SV40 and Human Mesothelioma

Michele Carbone et al. Transl Lung Cancer Res. .
Free PMC article

Abstract

Simian virus 40 (SV40) is a DNA tumor virus capable of infecting and transforming human mesothelial (HM) cells in vitro. Hamsters injected intracardially to expose most tissue types to SV40 preferentially develop mesotheliomas. In humans, asbestos is the main cause of mesothelioma, and asbestos and SV40 are co-carcinogens in transforming HM cells in tissue culture and in causing mesothelioma in hamsters. Laser microdissection experiments conducted in the laboratory of Adi Gazdar demonstrated that SV40 was present specifically in the malignant mesothelioma cells and not in nearby stromal cells. Further experiments demonstrated that SV40 remains episomal in HM cells and astrocytes because of the production of a long antisense RNA that represses viral capsid protein production. Thus, the potent SV40 oncoprotein, T-antigen (Tag), is expressed, but because the capsid proteins are not produced, the cells are not lysed and, instead, become transformed. Together this evidence suggests that SV40 may contribute to the development of mesotheliomas in humans. However, epidemiological evidence to support this hypothesis is lacking. This chapter also summarizes the introduction of SV40, a monkey virus, into the human population as an unrecognized contaminant of early poliovaccines. In addition to mesotheliomas, SV40 now is linked with brain cancers, osteosarcomas, and lymphomas in humans.

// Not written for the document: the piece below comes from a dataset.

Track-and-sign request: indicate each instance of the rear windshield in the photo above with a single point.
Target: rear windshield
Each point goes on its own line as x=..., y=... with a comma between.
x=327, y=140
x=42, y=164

Explanations are provided for the apparent geographic variations in SV40 prevalence and for controversies about the role of SV40 in human cancer.

Keywords: Simian virus 40 (SV40); asbestos; cancer; mesothelioma.

Conflict of interest statement

Conflicts of Interest: MC serves as the unpaid Guest Editor of the focused issue “Mesothelioma: What We know and What We Do Not Know in 2020)”. TLCR. Vol 9, Supplement 1 (February 2020). AG serves as the former unpaid editorial board member of TLCR. The other author has no conflicts of interest to declare.

Figures

Figure 1
Figure 1
Laser microdissection experiments conducted in Dr. Adi Gazdar laboratory on pleura/lung biopsies. Mesothelioma tissue and lung tissue were present on the same slide, and were microdissected and analyzed in parallel. SV40 DNA was specifically detected in mesothelioma microdissected tissue (red) and not in nearby lung tissue (yellow) (83).
Figure 2
Figure 2
Adi Gazdar showed this slide to illustrate his thought process regarding the presence and significance of SV40 detection in human mesotheliomas and in other malignancies.
Figure 3
Figure 3
Two separate mRNAs (arrows) are produced from the Ori region of replication, one going counter-clockwise in the so called early region that is spliced to produce the large (Tag) and the small t antigen (tag), and an mRNA going in the opposite, clockwise direction, known as late region, which is spliced to produce the different SV40 VP capsid proteins. In mesothelial cells and in astrocytes, but not in fibroblasts, the late region mRNA—which codes for Tag and tag, does not detach from the SV40 DNA template when it reaches the Poly A site, and instead continues to run along the circular genome, resulting in the formation of an antisense RNA that pairs with the mRNA coding for the capsid proteins, forming double-stranded mRNA that is degraded (97).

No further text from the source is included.